Category Archives: Manhattan

Manhattan

Citigroup Center

Citigroup Center is remarkable New York architecture, with an engineering story even more dramatic than its photographs. The distinctive floating tower (renamed 601 Lexington Avenue in 2009) became a scary 59-story lesson for architects, engineers, public officials, lawyers and journalists worldwide.

Two elements make Citigroup (originally Citicorp) Center so distinctive: The southwest-facing 45-degree roof and the nine-story stilt base.

The signature angled roof, unmistakably visible for miles, was designed as a solar collector. A power gauge in the lobby once showed how much electricity was being generated by the sun. Apparently the solar panels were no threat to Con Ed – they’ve since been unplugged.

The stilt base was designed to turn a profit, not heads. It was almost a disaster.

The nucleus of the building’s site was owned by St. Peter’s Lutheran Church, which wanted to sell the land and use the profits to build a new church in a less valuable location. As Citicorp assembled the other pieces of the site, St. Peter’s discovered that they couldn’t locate a suitable new church site. Oops. Citicorp’s solution was to build a new church on the corner, and erect the office tower above the church. (See “Holdouts!: The Buildings That Got in the Way” by Andrew Alpern and Seymour Durst for the full story.)

With the church located on the corner, the tower supports had to be placed at the center of each wall, instead of at the corners. This, in turn, required special bracing to transfer the weight of the building to the piers.

There was a miscalculation. In determining the maximum loads, LeMessurier had considered the effect of winds perpendicular to the facades – but not “quartering” winds that would push against two sides simultaneously. Making matters worse, the steel contractor had substituted bolted joints for the much stronger (but $250,000 more expensive) welded joints that were specified. LeMessurier discovered the error and the bolt substitution a year after the building was completed. The engineer ordered wind tunnel tests and discovered to his horror that the building was vulnerable to winds over 70 m.p.h.

After urgent meetings with Citicorp, LeMessurier ordered two-inch-thick plates to be welded in place over the bolted joints. Welders worked every night for three months in a race against hurricane season. They almost lost: Hurricane Ella was headed for New York on Sept. 1, 1978 but fortunately it turned out to sea, averting a massive evacuation of the neighborhood. (The Red Cross had estimated 200,000 deaths if the building toppled.)

The massive repair project went virtually unreported for 17 years – a newspaper strike hit New York just as the repairs began; The New Yorker broke the story in 1995. Diane Hartley, a Princeton engineering student, was the hero in this drama.
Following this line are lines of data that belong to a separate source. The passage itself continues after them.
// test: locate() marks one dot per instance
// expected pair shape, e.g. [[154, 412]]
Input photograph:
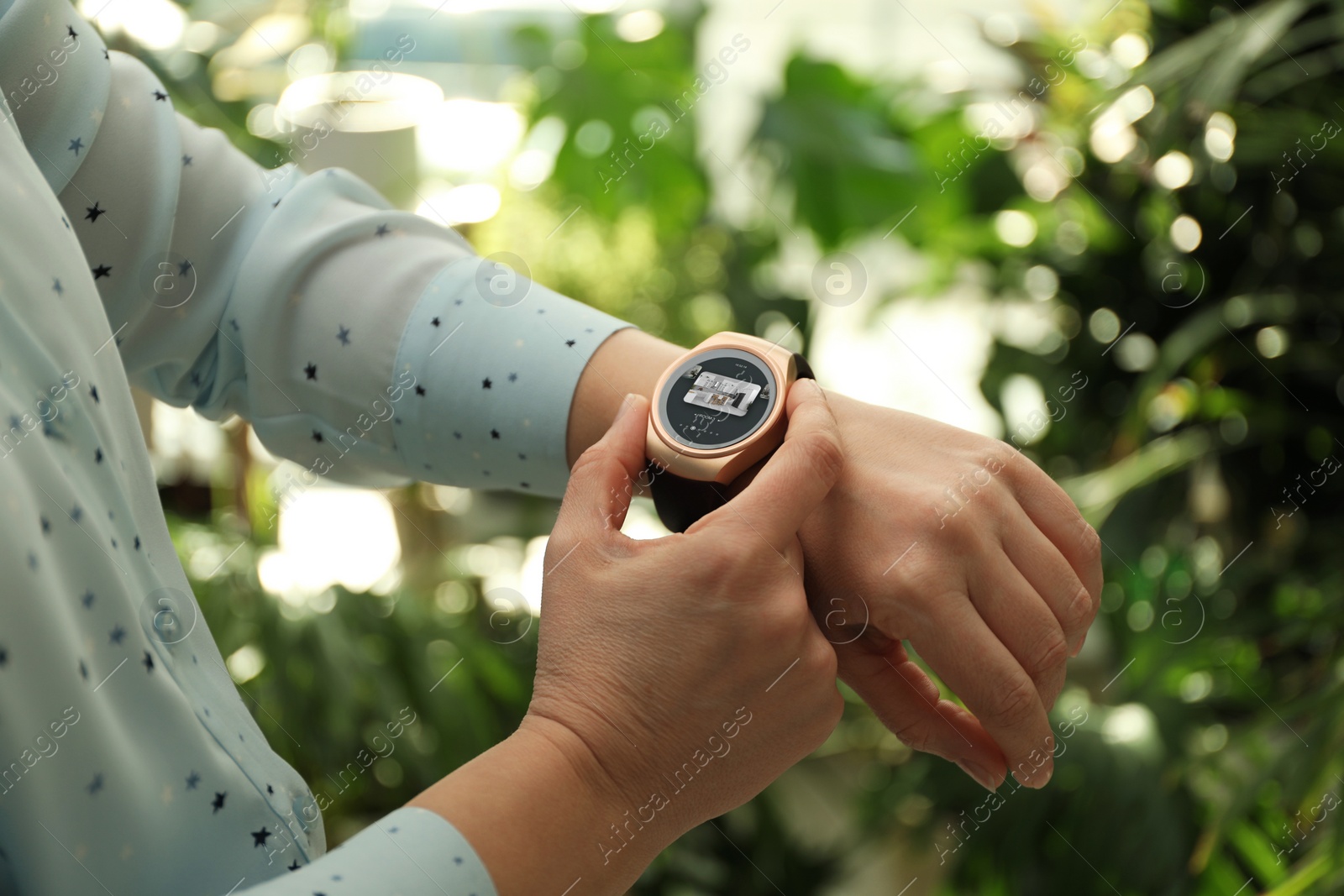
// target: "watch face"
[[718, 398]]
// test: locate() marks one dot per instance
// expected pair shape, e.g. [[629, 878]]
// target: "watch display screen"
[[718, 398]]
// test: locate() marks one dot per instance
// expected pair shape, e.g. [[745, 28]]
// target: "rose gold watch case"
[[723, 464]]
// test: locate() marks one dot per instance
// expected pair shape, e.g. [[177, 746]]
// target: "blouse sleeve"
[[365, 343]]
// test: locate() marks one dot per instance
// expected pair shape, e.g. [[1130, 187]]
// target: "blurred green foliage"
[[1205, 721]]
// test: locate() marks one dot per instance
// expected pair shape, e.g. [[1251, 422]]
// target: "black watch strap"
[[682, 501]]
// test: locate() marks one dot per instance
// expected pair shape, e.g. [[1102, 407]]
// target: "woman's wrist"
[[629, 360], [542, 813]]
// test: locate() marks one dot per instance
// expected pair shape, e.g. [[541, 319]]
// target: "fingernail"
[[979, 773], [627, 403]]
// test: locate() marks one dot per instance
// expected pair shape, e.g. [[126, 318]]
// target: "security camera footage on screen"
[[722, 392], [718, 402]]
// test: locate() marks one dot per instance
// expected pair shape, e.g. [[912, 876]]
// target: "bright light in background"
[[183, 443], [1173, 170], [156, 24], [360, 101], [1187, 234], [1221, 136], [279, 33], [1026, 414], [331, 537], [642, 24], [531, 167], [1112, 134], [245, 664], [1129, 50], [1015, 228], [1001, 29], [465, 204], [470, 136], [1272, 342], [1128, 725]]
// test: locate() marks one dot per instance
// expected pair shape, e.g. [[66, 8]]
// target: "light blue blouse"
[[365, 343]]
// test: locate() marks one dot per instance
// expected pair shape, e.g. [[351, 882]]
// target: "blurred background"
[[1073, 224]]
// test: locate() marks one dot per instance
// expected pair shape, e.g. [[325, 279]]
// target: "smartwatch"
[[716, 411]]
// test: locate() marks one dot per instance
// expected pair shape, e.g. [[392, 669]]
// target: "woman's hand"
[[965, 548], [676, 678]]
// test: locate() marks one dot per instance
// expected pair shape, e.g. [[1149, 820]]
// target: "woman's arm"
[[951, 540], [676, 678]]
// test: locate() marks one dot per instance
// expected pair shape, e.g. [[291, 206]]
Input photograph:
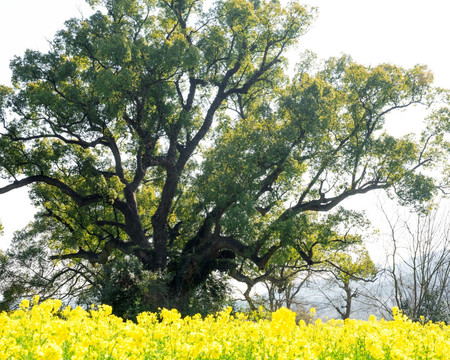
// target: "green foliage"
[[169, 134]]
In the course of writing her thesis, she had questioned LeMessurier’s calculations – triggering his reevaluation of the design. LeMessurier’s unflinching disclosure of the problem is today used as a case study in professional ethics.

In 2002 the building was reinforced again – this time one of the massive base columns was encased in steel and copper to protect against a terrorist bomb blast.

The engineering crisis overshadowed Citicorp Center’s other impressive features: Double-decker elevators used interior space more efficiently; a tiered, sunken plaza beneath the building’s southwest corner provides space for sidewalk cafes and entry to the subway system; a 410-ton “tuned damper” system in the crown minimizes the building’s wind-induced swaying.

Drama notwithstanding, Citigroup Center is an impressive and attractive addition to New York’s architectural treasure chest, whether viewed from afar, up close or inside.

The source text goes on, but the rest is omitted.